Sein Projekt wird an der Fakultät für Verhaltenswissenschaften und Psychologie angesiedelt sein. «An der noch jungen und dynamischen Fakultät finde ich das ideale Umfeld, um diese anspruchsvolle Studie durchzuführen.» Die dortigen Wissenschaftlerinnen und Wissenschaftler, so Ajil, seien erfahren im Umgang mit hochsensiblen Themen und Personengruppen. «Zudem stärkt die Anbindung an diese Fakultät mein interdisziplinäres akademisches Profil.» Ebenfalls besteht ein Konnex zum Zug Institute for Blockchain Research (ZIBR), einem der sechs Institute der Universität Luzern mit externer Trägerschaft, das sich derzeit noch im Aufbau befindet. Momentan ist Ahmed Ajil als Postdoc-Forscher in einem Nationalfonds-Projekt am Religionswissenschaftlichen Seminar tätig, in dem die Veränderung von individueller und gruppenbezogener Religiosität von Flüchtlingen ländervergleichend untersucht wird (frühere Newsmeldung).

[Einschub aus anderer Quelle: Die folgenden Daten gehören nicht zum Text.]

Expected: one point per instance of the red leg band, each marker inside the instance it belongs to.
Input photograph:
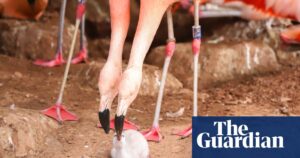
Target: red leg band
(196, 46)
(80, 11)
(170, 48)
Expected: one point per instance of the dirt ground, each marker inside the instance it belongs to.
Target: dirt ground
(30, 87)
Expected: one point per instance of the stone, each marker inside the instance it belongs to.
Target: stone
(23, 132)
(33, 40)
(218, 62)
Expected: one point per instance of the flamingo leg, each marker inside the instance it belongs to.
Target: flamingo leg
(196, 50)
(111, 72)
(82, 55)
(58, 60)
(153, 134)
(58, 111)
(151, 13)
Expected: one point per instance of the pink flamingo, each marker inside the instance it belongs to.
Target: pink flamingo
(58, 60)
(113, 82)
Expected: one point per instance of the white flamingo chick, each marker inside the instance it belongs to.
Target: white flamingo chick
(132, 144)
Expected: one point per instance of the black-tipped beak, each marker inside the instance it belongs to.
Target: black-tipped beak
(119, 123)
(104, 120)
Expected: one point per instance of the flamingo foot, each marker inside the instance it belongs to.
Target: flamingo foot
(59, 113)
(58, 61)
(184, 133)
(81, 57)
(153, 134)
(127, 125)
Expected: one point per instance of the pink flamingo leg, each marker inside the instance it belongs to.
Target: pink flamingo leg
(110, 74)
(58, 60)
(57, 111)
(151, 13)
(153, 134)
(196, 50)
(82, 55)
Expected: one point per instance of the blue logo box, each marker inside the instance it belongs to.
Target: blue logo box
(246, 137)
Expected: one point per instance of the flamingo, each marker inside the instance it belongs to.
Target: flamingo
(81, 56)
(277, 8)
(112, 80)
(23, 9)
(132, 144)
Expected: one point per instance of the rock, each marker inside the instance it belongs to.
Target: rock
(23, 132)
(32, 40)
(150, 83)
(99, 48)
(218, 62)
(289, 57)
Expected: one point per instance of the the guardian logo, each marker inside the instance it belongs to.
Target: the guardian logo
(233, 136)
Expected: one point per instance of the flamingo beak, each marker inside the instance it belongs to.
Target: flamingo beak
(104, 120)
(119, 124)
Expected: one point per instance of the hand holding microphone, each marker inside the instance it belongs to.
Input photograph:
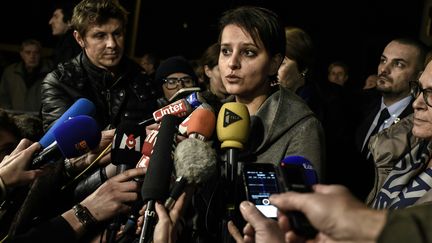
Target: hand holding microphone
(158, 177)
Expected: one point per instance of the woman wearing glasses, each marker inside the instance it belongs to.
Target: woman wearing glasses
(175, 73)
(406, 152)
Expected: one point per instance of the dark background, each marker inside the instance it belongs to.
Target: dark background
(354, 31)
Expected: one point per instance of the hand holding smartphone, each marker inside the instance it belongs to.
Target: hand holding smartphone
(263, 179)
(292, 177)
(260, 182)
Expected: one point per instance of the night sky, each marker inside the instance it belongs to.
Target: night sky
(353, 31)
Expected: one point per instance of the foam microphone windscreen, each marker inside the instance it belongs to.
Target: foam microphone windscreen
(233, 125)
(201, 123)
(82, 106)
(306, 166)
(158, 177)
(127, 143)
(194, 160)
(78, 135)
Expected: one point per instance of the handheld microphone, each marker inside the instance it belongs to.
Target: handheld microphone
(194, 163)
(200, 123)
(295, 173)
(147, 148)
(304, 166)
(125, 153)
(184, 106)
(183, 92)
(74, 137)
(232, 130)
(82, 106)
(158, 177)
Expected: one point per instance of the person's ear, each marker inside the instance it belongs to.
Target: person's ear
(79, 39)
(275, 63)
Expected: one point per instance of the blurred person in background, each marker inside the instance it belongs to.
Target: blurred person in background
(20, 85)
(60, 22)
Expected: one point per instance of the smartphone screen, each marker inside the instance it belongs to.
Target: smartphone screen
(260, 181)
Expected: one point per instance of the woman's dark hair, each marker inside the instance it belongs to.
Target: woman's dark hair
(262, 24)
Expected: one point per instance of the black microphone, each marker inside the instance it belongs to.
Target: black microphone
(158, 177)
(195, 163)
(125, 153)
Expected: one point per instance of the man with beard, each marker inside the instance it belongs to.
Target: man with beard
(402, 61)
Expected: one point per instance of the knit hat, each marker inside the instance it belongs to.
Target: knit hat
(175, 64)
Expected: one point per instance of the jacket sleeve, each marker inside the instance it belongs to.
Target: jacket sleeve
(408, 225)
(55, 100)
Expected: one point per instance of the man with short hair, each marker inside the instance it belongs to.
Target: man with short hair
(101, 72)
(402, 61)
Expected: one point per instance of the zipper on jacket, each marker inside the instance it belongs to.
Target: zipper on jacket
(108, 99)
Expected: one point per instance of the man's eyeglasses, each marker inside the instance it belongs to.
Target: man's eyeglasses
(173, 83)
(416, 89)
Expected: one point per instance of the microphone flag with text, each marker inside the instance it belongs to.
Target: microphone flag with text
(233, 131)
(82, 106)
(125, 154)
(74, 137)
(158, 177)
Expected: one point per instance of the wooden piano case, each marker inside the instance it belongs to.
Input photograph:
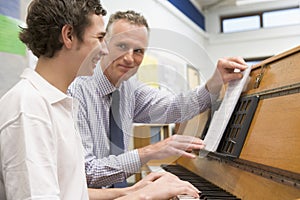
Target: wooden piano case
(268, 164)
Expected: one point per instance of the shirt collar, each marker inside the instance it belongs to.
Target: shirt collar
(44, 87)
(104, 86)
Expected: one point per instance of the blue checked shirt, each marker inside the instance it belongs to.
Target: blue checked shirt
(138, 104)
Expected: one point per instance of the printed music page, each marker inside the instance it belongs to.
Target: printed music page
(222, 116)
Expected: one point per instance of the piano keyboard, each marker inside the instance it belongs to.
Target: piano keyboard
(209, 191)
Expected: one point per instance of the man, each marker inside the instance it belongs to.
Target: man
(41, 154)
(127, 38)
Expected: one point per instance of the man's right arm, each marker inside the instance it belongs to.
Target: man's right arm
(101, 169)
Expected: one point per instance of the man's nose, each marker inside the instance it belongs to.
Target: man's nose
(103, 48)
(129, 57)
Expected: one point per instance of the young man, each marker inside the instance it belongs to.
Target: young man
(41, 154)
(127, 38)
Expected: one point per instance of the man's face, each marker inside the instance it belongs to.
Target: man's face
(93, 46)
(126, 44)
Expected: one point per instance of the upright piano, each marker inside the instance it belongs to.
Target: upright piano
(259, 154)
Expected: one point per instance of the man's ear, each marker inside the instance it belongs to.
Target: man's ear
(67, 35)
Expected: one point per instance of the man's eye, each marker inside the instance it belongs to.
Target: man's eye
(101, 38)
(122, 46)
(139, 51)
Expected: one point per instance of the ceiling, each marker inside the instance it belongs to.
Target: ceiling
(210, 4)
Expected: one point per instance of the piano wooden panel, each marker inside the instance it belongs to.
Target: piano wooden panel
(274, 135)
(272, 145)
(243, 184)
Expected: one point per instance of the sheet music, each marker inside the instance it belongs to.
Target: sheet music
(222, 116)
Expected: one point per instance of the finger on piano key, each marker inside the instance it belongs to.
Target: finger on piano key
(185, 197)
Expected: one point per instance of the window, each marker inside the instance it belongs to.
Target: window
(241, 24)
(281, 17)
(265, 19)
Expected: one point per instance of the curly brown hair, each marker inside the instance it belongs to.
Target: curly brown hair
(130, 16)
(46, 18)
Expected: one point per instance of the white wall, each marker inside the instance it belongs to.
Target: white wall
(174, 32)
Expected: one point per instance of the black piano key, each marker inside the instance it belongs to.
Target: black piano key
(209, 191)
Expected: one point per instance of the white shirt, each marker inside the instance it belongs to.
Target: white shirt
(41, 154)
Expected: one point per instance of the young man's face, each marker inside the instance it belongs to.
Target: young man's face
(93, 46)
(126, 44)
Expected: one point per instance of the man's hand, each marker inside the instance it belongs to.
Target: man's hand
(228, 69)
(163, 186)
(176, 145)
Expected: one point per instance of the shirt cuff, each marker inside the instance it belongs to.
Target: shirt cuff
(131, 162)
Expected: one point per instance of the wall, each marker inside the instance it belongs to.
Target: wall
(257, 43)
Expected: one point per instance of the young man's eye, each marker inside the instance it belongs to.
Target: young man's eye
(122, 46)
(101, 38)
(139, 51)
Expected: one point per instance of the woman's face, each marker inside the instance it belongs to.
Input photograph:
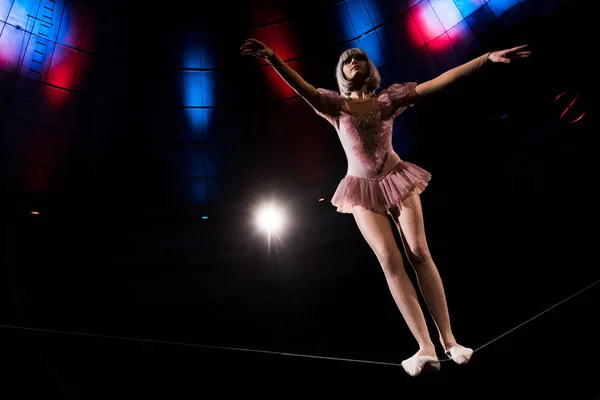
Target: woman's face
(355, 66)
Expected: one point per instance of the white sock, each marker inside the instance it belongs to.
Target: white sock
(414, 365)
(460, 354)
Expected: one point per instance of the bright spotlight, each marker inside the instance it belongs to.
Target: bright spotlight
(270, 218)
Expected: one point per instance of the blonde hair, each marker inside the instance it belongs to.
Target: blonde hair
(372, 81)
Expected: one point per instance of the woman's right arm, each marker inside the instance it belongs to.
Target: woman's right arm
(291, 77)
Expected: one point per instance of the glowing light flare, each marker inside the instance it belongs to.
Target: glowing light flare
(75, 24)
(468, 7)
(498, 7)
(447, 13)
(11, 43)
(427, 21)
(270, 218)
(62, 67)
(407, 27)
(358, 16)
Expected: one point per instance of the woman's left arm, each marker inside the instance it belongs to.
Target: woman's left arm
(455, 74)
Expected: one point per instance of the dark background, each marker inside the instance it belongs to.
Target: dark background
(109, 290)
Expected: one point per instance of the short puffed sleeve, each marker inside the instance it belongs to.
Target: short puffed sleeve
(329, 106)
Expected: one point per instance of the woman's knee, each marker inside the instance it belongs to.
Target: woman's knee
(389, 259)
(418, 256)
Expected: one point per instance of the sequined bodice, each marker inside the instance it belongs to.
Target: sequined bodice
(365, 128)
(367, 125)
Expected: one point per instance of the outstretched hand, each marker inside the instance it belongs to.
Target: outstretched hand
(506, 56)
(257, 49)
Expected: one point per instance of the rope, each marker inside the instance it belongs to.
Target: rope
(283, 353)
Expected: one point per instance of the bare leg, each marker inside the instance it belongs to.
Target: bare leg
(377, 231)
(411, 226)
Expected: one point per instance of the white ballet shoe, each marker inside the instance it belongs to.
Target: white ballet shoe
(415, 364)
(459, 354)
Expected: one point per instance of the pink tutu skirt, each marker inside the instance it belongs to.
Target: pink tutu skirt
(380, 195)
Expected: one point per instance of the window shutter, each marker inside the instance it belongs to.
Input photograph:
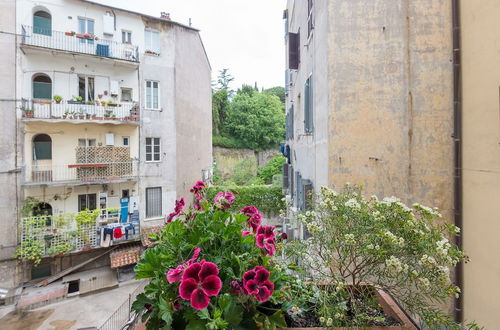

Zweite Zusprache für Luzern
ERC Starting Grants richten sich an herausragende Nachwuchsforschende, die eine vielversprechende wissenschaftliche Laufbahn und ein exzellentes Forschungsvorhaben vorweisen können. Es handelt sich um den zweiten bis jetzt an der Universität Luzern eingeworbenen ERC-Grant – so war es der damaligen Lehr- und Forschungsbeauftragten und heutigen ordentlichen Professorin Mira Burri im Jahr 2020 gelungen, für ihre rechtswissenschaftliche Forschung einen «ERC Consolidator Grant», der sich an Forschende auf einer höheren Erfahrungsstufe richtet, einzuwerben. Unterstützt werden Forschende bei der Antragstellung an das European Research Council und andere Förderinstitutionen durch das Grants Office.